- Summary
- Videotape testimony of Kurt M., who was born in Berlin, Germany in 1915. He recalls his excellent education prior to 1933; Hitler's ascent to power; anti-Jewish restrictions barring him from university; cantorial training; teaching in a Jewish school; the trauma of Kristallnacht; deportation to Theresienstadt in 1943; conducting religious services; deportation to Auschwitz/Birkenau in fall 1944 (he later learned his wife volunteered to follow him); remaining with his brother; observing prisoners trampling another prisoner to death because he had sent others to their deaths; the stench of burning humans; transfer with his brother to Golleschau a week later; slave labor in a quarry; public hangings; singing Yiddish songs; the death march in January 1945; train transport to Sachsenhausen, then Flossenbürg; his transfer to Traunstein (he never saw his brother again); walking away from a death march; traveling to Munich; learning his wife had survived; employment conducting religious services for radio broadcast; and working as a cantor in the United States from 1951 to 1985. Mr. M. discusses times of severe psychological stress in camps and a recent trip to Berlin.
- Author/Creator
- M., Kurt, 1915-
- Published
- Auburn, Me. : Holocaust Human Rights Center of Maine, 1987
- Interview Date
- November 18, 1987.
- Locale
- Germany
Berlin (Germany)
Munich (Germany)
- Cite As
- Kurt M. Holocaust Testimony (HVT-1172).

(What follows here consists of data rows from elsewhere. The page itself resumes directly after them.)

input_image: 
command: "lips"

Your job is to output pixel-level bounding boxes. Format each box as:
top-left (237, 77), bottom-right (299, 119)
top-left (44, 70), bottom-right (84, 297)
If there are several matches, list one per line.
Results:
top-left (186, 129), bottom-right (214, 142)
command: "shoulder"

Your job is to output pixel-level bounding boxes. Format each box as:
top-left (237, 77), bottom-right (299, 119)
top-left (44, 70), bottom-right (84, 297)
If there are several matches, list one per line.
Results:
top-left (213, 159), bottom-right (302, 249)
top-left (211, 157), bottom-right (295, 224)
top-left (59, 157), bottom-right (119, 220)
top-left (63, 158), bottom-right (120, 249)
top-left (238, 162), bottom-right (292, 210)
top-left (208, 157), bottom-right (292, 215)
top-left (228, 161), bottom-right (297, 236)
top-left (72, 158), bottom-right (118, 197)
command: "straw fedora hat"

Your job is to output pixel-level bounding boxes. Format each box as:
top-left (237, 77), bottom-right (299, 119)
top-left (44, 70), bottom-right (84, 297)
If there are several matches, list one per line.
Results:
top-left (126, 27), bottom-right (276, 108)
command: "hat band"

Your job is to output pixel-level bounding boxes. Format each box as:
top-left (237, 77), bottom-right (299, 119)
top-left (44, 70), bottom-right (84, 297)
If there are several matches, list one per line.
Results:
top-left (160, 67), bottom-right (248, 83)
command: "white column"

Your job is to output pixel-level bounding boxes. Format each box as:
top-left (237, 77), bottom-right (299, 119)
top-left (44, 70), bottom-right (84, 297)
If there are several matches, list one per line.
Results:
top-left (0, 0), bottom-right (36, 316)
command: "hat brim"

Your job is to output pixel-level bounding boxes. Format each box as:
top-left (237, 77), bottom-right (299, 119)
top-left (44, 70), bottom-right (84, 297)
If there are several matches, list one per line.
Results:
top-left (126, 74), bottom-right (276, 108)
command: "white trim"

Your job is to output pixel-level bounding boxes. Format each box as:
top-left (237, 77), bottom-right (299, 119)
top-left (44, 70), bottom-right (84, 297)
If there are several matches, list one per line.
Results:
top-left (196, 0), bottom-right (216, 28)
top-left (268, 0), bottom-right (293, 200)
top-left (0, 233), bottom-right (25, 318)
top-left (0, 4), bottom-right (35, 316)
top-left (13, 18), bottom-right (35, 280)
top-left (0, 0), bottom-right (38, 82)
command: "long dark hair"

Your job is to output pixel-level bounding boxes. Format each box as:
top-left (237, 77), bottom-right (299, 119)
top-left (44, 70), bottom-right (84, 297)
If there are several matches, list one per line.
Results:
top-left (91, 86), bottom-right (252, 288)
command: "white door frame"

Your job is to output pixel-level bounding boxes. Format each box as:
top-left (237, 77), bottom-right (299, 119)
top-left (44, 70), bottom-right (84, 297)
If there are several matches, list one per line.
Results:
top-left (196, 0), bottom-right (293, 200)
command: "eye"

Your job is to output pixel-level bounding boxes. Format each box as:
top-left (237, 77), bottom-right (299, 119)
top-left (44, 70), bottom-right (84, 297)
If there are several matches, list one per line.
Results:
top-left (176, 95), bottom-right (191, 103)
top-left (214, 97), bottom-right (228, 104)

Fortunoff Video Archive for Holocaust Testimonies, Yale University Library.
- Other Authors/Editors
- Meyer, M., interviewer.
Lipstadt, H., interviewer.
Haas, Gerda, interviewer.
- Notes
-
Associated material: Sonja M. Holocaust testimony [wife] (HVT-1173), Fortunoff Video Archive for Holocaust Testimonies, Yale University Library.